In present study, we firstly found that there was more desmoplastic nodular medulloblastoma cases (20.9%) in patients < 3 years (Fig. 1 and Table 1), however, which is lower than 44% in the previous reports . Secondly, radiation was less frequently applied in patients < 3 years, which is consistent to the clinical practice of reduced or delayed application of radiation in those patients due to concerns of neurocognitive impairment [19, 20]. Thirdly, we identified that patients < 3 years was really in high risk compared to patients ≥ 3 years with lower 6-month, 1-year, 3-year and 5-year survival rate. Differential epidemiological characteristics, such as age and histology, and application of radiation as shown in Table 1 might account for survival difference between patients < 3 years old and ≥ 3 years old. Indeed, before use of CSI, medulloblastoma remains incurable in older children even with GTR [4, 21].
In the literature, the benefit of GTR remains controversial. Albright et al  and Zeltzer et al  reported survival benefit of GTR over PR or biopsy in patients > 3 years old, however, no significance was found in Akyuz’s study with patients age of 0 to 18 years old  and in Evans’s study with patients age of 2 to 16 years old . The above studies implied that age might affect significance of GTR in survival. In a large retrospective study, Thompson et al found significant interaction between age and extent of resection, however, they did report overall and progress-free survival benefit of GTR compared to near total resection and subtotal resection in patients < 3 years old . Notably, the prognostic benefit of increased extent of resection was attenuated when molecular subgroup affiliation is taken into account . Similarly, the present study demonstrated that GTR did not confer OS and PFS benefit in patients < 3 years old (Table 2). However, GTR showed OS benefit but no PFS benefit in ≥ 3 years old group (Table 3).

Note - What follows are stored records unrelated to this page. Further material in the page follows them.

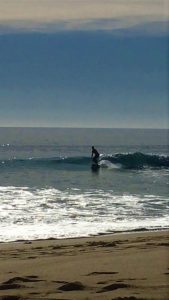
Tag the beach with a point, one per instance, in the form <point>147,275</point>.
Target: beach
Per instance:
<point>117,266</point>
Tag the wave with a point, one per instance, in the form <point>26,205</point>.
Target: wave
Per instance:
<point>135,160</point>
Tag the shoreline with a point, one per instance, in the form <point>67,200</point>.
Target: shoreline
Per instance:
<point>133,231</point>
<point>129,266</point>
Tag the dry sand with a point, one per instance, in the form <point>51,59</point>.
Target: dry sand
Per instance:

It is well established that radiation alone could largely improve patient perspective and cure the disease [4, 21]. Early studies elicited that chemotherapy alone could prolong tumor free survival in younger children less than 18 months of age . For those patients aged < 5 years old, Grill et al proved that conventional chemotherapy alone was sufficient to cure patients who had GTR, but not those with incompletely resection or metastatic medulloblastoma . The present study identified that chemotherapy but not radiation significantly improved OS and PFS in younger patients < 3 years old (Table 2), however, the OS and PFS benefit of chemotherapy and radiation was inverted in those patients ≥ 3 years old (Table 3). Different sensitivity of histological subtypes to chemotherapy might account for the difference between patients < 3 years old and ≥ 3 years old [23, 24], since there are more desmoplastic nodular medulloblastoma cases in < 3 years old patients. Furthermore, in those patients ≥ 3 years old and underwent surgical procedures, the benefit of radiation alone largely depends on the extent of resection (Tables 4 and 5). It is worth noting that adjuvant radiation together with chemotherapy largely improves patient outcome even in those underwent partial resection (Tables 4 and 5).

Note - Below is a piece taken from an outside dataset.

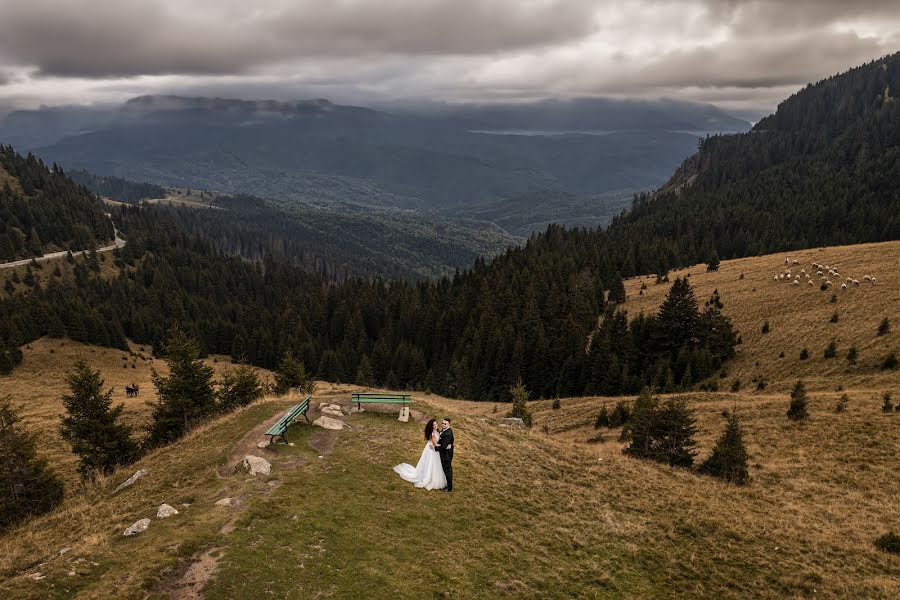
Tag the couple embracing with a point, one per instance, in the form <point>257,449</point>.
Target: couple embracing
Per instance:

With the introduction of molecular diagnosis by the 2016 WHO classification of central nervous system tumor , different molecular subtype and origin of medulloblastoma determine the sensitivity to chemo-, radio- or targeting therapy [4, 5, 26, 27]. Hence, pathological diagnosis from surgical procedures is highly recommended in the treatment of pediatric medulloblastoma. Due to apparent reasons, the epidemiology of molecular subtype and its impact on the outcome of pediatric medulloblastoma is out of the scope of the study.

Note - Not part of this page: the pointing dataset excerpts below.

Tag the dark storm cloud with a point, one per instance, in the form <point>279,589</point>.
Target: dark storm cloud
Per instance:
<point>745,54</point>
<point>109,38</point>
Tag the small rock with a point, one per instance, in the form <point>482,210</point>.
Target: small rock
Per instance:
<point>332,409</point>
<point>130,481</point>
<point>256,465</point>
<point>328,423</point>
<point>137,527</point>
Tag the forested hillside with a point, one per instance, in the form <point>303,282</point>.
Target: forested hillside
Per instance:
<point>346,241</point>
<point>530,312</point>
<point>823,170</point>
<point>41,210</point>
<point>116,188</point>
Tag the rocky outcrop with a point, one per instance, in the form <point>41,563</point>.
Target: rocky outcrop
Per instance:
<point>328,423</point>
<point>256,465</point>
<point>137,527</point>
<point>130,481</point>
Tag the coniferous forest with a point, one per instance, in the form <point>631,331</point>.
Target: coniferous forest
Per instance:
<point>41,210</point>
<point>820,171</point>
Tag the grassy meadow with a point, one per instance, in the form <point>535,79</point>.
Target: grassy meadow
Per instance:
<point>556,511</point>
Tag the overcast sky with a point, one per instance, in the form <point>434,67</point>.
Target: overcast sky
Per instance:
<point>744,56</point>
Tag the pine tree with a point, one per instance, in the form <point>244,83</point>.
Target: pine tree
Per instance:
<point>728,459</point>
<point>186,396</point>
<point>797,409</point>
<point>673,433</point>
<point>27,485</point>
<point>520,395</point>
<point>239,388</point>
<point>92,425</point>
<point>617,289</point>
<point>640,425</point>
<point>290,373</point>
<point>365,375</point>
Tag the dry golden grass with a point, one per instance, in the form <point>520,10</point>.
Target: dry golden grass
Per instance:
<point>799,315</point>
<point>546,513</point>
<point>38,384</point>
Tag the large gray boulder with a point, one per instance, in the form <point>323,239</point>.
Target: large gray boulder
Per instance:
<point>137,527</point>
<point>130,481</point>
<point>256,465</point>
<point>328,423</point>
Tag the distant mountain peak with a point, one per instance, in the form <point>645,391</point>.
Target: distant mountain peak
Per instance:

Due to limited cases, we were unable to further investigate the survival benefit of radiation and chemotherapy in medulloblastoma patients less than 3 years old who received biopsy, PR or GTR. Also, the study is subject to inherent limitations of retrospective study. The treatment patterns might vary from each patient and doctor, and the “standard” treatments including radio- and chemo- therapy differ from each year or each version of guideline. Moreover, the further details of radiation or chemotherapy are largely unknown and might impact the results of present studies and cause bias.
Notwithstanding these limitations, data from present study demonstrates that the extent of surgical resection confer overall survival benefit in those ≥ 3 years old patients but not in those < 3 years old. Chemotherapy shows OS and PFS benefit in those ≥ 3 years old patients but not in those < 3 years old, however, radiation shows inverted effect between those two populations. Moreover, adjuvant radiation plus chemotherapy largely is the most effective adjuvant treatment for those underwent tumor resection. In conclusion, the extent of resection should be differentially considered and applied between pediatric medulloblastoma patients < 3 years old and ≥ 3 years old, so are the adjuvant treatments.